Interview: China can boost Argentina's value-added exports, says soy producer


As China and Latin America bolster bilateral ties, Argentina's agricultural sector sees the Chinese market's potential in boosting the South American country's value-added exports, according to a leading soy producer.

Martin Coarasa, a soy exporter from Zarate, a town located 90 km north of the capital Buenos Aires, spoke with Xinhua about his experience of exporting to China for years and the Asian giant's impact on his country's productive sector.

As the world's "leading importer" of soy, China, to a large degree, sets the pace of production in countries like Argentina, said Coarasa.

At the same time, a closer look at China's productive sectors reveals the degree of autonomy it has achieved in many areas by optimizing its industrial capacity, he noted.

So, "the idea is to export them (as) differentiated products, like wine, which is of a very good quality here in Argentina, or foods. For us it would mark a giant step towards improving our exports, and I think it's possible," said Coarasa.

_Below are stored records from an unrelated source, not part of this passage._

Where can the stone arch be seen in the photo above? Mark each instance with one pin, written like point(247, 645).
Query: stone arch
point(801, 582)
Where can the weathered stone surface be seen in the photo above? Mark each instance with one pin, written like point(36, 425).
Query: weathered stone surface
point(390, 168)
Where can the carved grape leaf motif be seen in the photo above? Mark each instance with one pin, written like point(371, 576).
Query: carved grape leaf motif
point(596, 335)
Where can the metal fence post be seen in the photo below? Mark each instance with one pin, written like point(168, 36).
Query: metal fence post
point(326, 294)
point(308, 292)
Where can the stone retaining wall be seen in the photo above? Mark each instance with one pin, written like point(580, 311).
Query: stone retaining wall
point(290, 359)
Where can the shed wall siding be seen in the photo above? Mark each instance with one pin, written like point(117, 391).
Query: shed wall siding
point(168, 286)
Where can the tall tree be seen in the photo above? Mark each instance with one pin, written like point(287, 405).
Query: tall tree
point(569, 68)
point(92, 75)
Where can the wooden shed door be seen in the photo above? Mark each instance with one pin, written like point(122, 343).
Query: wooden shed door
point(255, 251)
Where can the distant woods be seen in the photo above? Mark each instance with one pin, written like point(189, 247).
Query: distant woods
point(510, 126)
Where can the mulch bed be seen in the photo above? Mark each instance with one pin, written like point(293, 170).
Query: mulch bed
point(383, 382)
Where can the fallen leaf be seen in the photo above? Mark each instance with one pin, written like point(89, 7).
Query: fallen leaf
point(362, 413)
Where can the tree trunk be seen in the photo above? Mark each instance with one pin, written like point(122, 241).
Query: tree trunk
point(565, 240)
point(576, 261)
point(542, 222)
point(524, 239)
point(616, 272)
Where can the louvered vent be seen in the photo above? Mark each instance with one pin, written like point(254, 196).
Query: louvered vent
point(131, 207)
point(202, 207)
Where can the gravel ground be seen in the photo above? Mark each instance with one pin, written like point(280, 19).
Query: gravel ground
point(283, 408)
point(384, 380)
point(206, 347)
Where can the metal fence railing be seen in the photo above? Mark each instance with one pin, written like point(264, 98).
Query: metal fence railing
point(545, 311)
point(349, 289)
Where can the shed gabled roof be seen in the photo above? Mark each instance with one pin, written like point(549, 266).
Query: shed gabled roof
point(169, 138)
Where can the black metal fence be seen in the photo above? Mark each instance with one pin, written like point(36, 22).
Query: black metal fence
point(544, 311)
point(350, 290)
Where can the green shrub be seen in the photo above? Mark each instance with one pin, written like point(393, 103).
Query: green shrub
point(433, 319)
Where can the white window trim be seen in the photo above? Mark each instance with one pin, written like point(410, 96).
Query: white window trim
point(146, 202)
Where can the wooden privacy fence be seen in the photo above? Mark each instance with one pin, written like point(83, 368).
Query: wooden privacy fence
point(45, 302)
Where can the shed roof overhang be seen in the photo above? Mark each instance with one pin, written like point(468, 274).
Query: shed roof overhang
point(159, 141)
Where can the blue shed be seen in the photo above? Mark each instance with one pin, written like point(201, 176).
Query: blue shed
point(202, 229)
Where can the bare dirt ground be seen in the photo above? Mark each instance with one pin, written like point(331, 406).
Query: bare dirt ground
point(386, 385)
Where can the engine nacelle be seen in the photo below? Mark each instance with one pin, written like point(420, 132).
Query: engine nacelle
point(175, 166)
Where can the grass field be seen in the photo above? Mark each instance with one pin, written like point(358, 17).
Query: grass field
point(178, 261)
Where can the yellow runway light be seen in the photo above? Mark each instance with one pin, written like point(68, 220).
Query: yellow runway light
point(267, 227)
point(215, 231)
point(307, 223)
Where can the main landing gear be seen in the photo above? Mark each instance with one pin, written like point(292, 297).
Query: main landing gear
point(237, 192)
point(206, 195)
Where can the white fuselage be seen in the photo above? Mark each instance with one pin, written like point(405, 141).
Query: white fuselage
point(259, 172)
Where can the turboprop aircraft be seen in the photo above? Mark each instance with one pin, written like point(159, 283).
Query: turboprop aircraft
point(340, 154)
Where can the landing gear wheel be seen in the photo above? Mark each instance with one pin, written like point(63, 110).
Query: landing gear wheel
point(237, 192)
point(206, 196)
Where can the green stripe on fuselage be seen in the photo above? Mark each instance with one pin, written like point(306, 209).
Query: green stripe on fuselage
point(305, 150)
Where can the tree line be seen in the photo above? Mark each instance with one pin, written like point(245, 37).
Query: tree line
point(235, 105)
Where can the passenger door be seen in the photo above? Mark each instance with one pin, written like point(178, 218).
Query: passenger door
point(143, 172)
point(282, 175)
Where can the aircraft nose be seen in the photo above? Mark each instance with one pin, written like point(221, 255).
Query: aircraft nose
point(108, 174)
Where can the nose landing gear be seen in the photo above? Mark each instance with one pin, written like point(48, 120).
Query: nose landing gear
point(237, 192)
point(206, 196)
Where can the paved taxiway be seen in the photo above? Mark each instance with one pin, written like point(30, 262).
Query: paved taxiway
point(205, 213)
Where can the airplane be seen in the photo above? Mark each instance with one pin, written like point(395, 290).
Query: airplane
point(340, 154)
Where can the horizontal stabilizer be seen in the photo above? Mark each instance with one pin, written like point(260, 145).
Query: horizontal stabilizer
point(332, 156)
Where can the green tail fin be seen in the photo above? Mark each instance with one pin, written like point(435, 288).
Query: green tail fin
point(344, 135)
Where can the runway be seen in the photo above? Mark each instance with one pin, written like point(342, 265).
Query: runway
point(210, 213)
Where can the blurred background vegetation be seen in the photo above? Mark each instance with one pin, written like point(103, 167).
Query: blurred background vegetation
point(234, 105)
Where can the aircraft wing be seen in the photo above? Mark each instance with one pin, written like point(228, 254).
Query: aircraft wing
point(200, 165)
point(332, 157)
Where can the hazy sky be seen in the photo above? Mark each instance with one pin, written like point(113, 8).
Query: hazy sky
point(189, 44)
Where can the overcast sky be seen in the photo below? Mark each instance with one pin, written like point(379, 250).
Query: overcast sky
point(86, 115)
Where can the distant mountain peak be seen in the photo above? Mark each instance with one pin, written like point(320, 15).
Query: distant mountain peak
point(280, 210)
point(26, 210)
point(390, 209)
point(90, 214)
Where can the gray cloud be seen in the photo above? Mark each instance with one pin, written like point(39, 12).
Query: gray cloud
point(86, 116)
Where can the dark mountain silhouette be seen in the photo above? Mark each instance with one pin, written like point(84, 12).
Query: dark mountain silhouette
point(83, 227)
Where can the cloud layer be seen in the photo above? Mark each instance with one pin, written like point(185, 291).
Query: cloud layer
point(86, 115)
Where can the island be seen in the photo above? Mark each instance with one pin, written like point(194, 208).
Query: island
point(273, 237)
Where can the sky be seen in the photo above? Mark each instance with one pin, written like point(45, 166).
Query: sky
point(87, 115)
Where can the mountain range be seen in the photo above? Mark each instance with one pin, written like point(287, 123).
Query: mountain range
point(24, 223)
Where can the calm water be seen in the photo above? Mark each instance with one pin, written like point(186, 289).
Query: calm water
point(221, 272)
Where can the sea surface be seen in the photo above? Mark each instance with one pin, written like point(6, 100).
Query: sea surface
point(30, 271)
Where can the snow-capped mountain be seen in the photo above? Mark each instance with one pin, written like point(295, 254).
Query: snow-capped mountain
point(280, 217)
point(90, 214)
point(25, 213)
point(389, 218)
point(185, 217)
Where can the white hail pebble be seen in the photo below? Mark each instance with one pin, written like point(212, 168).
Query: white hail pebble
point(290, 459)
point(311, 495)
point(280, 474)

Chinese demand, in any area, is decisive to promoting production in Latin America, especially in places like Argentina, he added.

The soy industry is a clear example of that, he said. Growing Chinese demand, coupled with technological advances, led local farmers to turn their attention to soybeans.

"Exports to China began hand in hand with soybeans. Argentina always exported wheat and corn until soybeans were included, with China being one of the main destinations of the exports," said Coarasa.

In Argentina, soybean exports in grain form are shipped from two ports that are close to each other: the Lima and Palmas ports, both situated on the banks of the Parana River, which leads to the Atlantic via Rio de la Plata River.

Aside from raw materials, Argentina has enormous potential in wading into the Chinese market with other value-added products, but it must first study its target consumers, he said.

China also aims to expand ties with the region beyond the import of raw materials, and is investing in infrastructure, energy projects and other areas, he noted.

Stronger ties between China and Latin America are an important development for the region, as they "signify a relationship with the world's second-largest economy," said Coarasa.